Malaise dans la démocratie
de Jean-Pierre Le Goff

critiqué par Colen8, le 8 septembre 2016
( - 82 ans)


La note:  étoiles
Des lendemains qui déchantent
Une quarantaine d’années après les Trente Glorieuses un sociologue tire le bilan. Pour lui le refuge cherché dans une « bulle angélique » n’a rien résolu ce qui explique le titre de son essai. Ayant qualifié « d’ancien monde » la période d’après-guerre où tout était à reconstruire, il cherche les progrès attendus depuis l’entrée dans « un nouveau monde » à priori porteur d’optimisme. La forte élévation du niveau de vie moyen concomitant de la croissance du PIB n’a pas empêché l’exclusion de la vie active et donc sociale des millions de gens touchés par le chômage. Loin d’être perçue comme une opportunité d’ouverture, la mondialisation est devenue synonyme d’injustice et d’inégalité.
L’individualisme épanoui dans la recherche d’hédonisme au détriment du bien commun a comme rompu les liens collectifs. Une contre-culture post soixante-huitarde fondée sur la transgression s’est fait jour jusqu’à être récupérée peu à peu par les institutions au détriment de l’autorité. L’éducation sous couvert d’un « droit à … » et d’idées brouillonnes sur les apprentissages a laissé en chemin une partie désorientée autant que démotivée de la jeunesse.
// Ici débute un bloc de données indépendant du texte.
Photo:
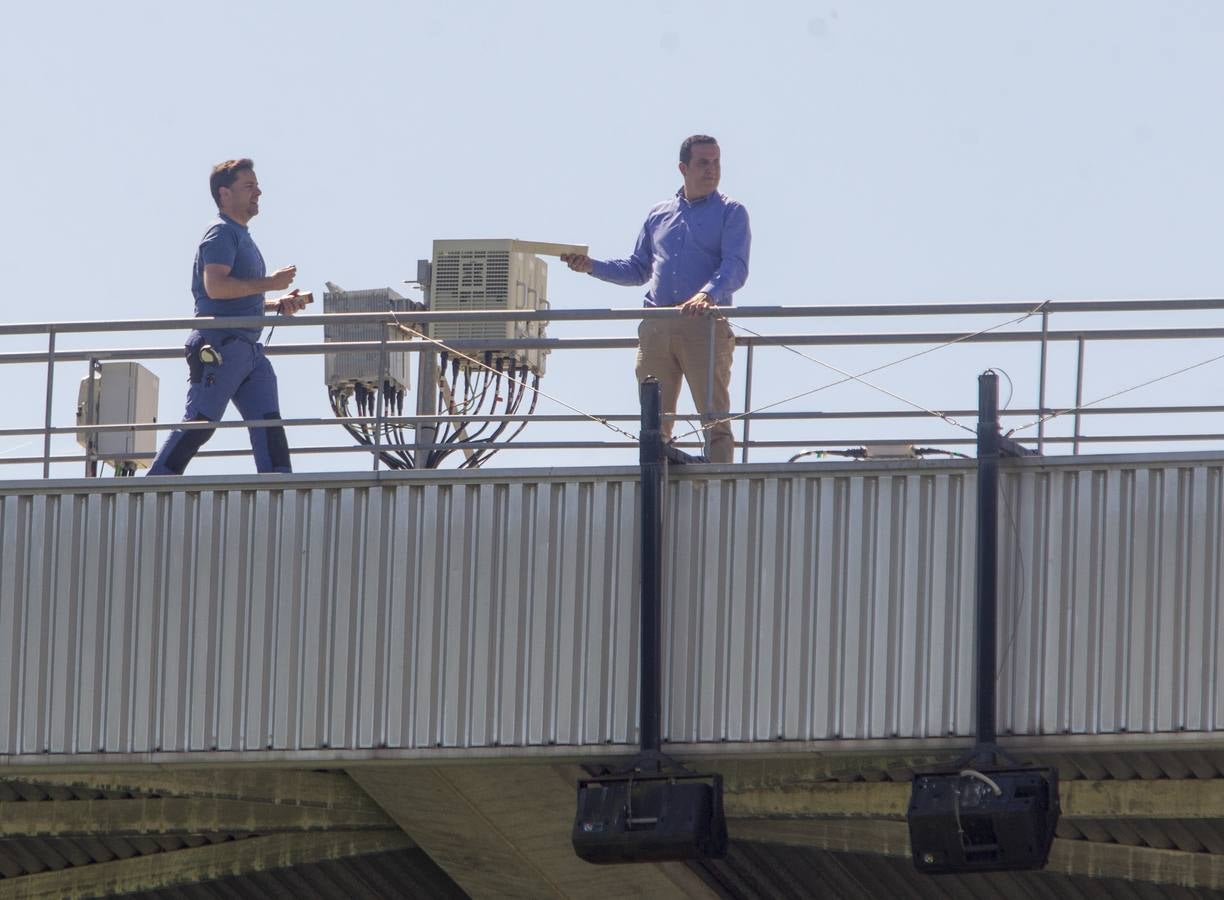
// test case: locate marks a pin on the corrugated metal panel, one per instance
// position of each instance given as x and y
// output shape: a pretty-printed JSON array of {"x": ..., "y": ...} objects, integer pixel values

L’inventaire continue sur la souffrance au travail, une société de la fête et du spectacle focalisée sur les arts de rue dans la contribution à la culture populaire, l’écologie malmenée, les spiritualités diverses plus ou moins bricolées, le communautarisme contraire au credo de la nation, la menace terroriste.
S’en tenir à des considérations aussi générales occulte quelque peu les fracturations multiples de la population, les oppositions entre générations avec le renversement de la pyramide des âges, entre urbains et ruraux avec la fin du monde paysan, les éternels clivages politiques, religieux, culturels, la diversité des origines entre autochtones et issus de l’immigration. Synthèse ou amalgame, chacun se fera son opinion.
Passéiste 4 étoiles

Le Goff avait déjà pointé son nez dans plusieurs ouvrages, dont "La fin du village". Son regret d'un monde passé, dont les caractéristiques semblent tant lui plaire, conduisent sa réflexion sur les soubresauts du monde actuel. Et, dans un sens, nombre de ses remarques - appuyées sur d'innombrables auteurs allant plus ou moins dans son sens - sont utiles à la réflexion sur les phénomènes en cause: sens de l'éducation , sens du travail, sens de la place de chacun dans la société, etc. Mon problème, à la lecture de ce livre parfois un peu jargonneux, est de le trouver bien trop orienté sur une sorte de glorification du passé et très insuffisamment nourri de l’intégration d'apports nouveaux. Son discours sur l'arrivée de l'Islam est, à ce titre, typique. Il est largement tourné vers les conséquences malheureuses du terrorisme et très peu vers l'intégration possible de ses apports à notre civilisation millénaire. C'est alors l'insuffisance de cet ouvrage qui me saute aux yeux, l'incapacité de son auteur à imaginer un monde nouveau issu des grands chambardements actuels. Malgré le grand nombre des références et la culture certaine qui imprègnent cet ouvrage, il se révèle d'une criante insuffisance. La culture nécessaire est celle des apports nouveaux et imprévus et des transformations en cours, tournée vers l'avenir tout en conservant l'héritage du passé. Que faut-il garder et pourquoi? Que faut-il abandonner et pourquoi? Avons-nous si bien vécu en Occident avec la colonisation, les fascismes et les guerres immondes du XX° siècle? L'auteur critique sévèrement l'angélisme de certaines positions - et il a raison - mais il fait aussi preuve d'un angélisme certain qui est, en fait, issu d'une profonde inculture face aux évolutions en cours et à l'imagination des lendemains. Comment s'y prendre pour qu'ils chantent? Ce n'est pas dans ce livre que le lecteur pourra trouver des réponses.